In my previous posts, I documented my findings from studying my blood pressure (BP) data collected from a consumer blood pressure cuff and correlating it to data from other activities, including travel and exercise. Part One covered the purpose and procedure. Part Two presented the results and conclusions. In this entry, I’ll describe the tools I used to perform the analysis and highlight some lessons learned.
Marshaling the Data
The data for this project came from a variety of sources:
- Blood pressure data from the Withings iPhone app
- Exercise data from an iPhone app called MapMyRun
Note: walk/run and BP data are also available through Apple’s Health app
- Miscellaneous data recorded in spreadsheets or on paper
Just aggregating the data into a single format proved to be a challenge. MapMyRun does not support data export in the free version, and Apple’s app exports data in an inconvenient XML format. I ended up entering exercise data by hand into a spreadsheet, which was manageable for the 100+ days of data I had available.
The existing spreadsheet data was easy to use, but the data recorded on paper needed to be manually added to the spreadsheet. Only the Withings app made the export process easy.
Conveniently, all of the data was keyed by date, enabling me to create a spreadsheet that had one row for each date, followed by columns for each data source. The BP data was a minor exception because it had multiple readings per day. I condensed those into a single line by averaging the values.
In the end, I had one spreadsheet containing all the data. A “rectangular” data set makes it easy to use tools like Excel and Orange, rather than having to write a program to manage a more complicated data format.
Rectangular, largely numeric data is right at home in Excel, so that’s a natural starting point for any analysis.
Much of the data required minor clean-up, such as splitting a date/time field into separate fields for date and time and averaging it. Pivot tables and graphs were useful as a way to quickly explore the data set to see if anything stood out. Some of Excel’s graphs are limited to 256 data points, and I had 333 for this analysis, so I couldn’t make full use of those features.
There are some tricks and best practices that dramatically increase Excel’s value. Spendan hour with Joel Spolsky (former program manager for Excel) to find out how to maximize Excel’s functionality.
R is the natural choice for any sort of data analysis, but for this exercise, I was interested in exploring Orange, a graphical tool backed by python for analyzing data.
Orange makes it really easy to browse a data table, visualize the data, and even apply machine learning techniques to the data set. I used Orange to generate all of the graphs in my previous blog post.
Some of the features require an understanding of data science, but a lot of the statistical functions allow you to easily compare subsets of data to find patterns that would be difficult to discover in Excel.

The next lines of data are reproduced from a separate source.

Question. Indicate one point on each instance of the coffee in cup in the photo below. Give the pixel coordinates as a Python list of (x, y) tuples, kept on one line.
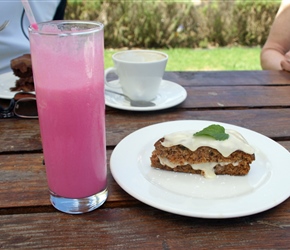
[(140, 73)]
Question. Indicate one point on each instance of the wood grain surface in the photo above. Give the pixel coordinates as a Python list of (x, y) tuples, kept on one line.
[(257, 100)]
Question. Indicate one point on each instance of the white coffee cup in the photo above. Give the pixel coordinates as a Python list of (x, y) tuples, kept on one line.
[(140, 73)]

This exercise in real-world data analytics taught several lessons.
- Do a test run first! It’s worth planning out your analysis and running it on a small set of data before scaling to the full data set. Trial and error on 100 data points is far less painful than if you have 1000.
- Tool knowledge is essential. Mastery of your tool set leads to better analysis and quicker results. But having a problem to work on is also an opportunity to learn more about the tools when you run into problems and figure out how to solve them.
- Take a lot of notes. Exporting, aggregating and analyzing data requires numerous manual steps. In a formal environment, you’d use technology to automate the steps and make them repeatable. It’s not worthwhile to do that for a small process you’re only going to repeat a few times. But without an automated process, it’s essential to write things down: the steps taken, solutions created and any “gotchas” you encountered. Especially the gotchas.
They say “all science is becoming data science.” Perhaps in the next decade, the fundamental techniques required to do data science will be incorporated into the tools that scientists use. In the meantime, there’s a disparate set of increasingly powerful and free (or cheap) tools to help you wrangle data and a growing universe of data sets available for learning.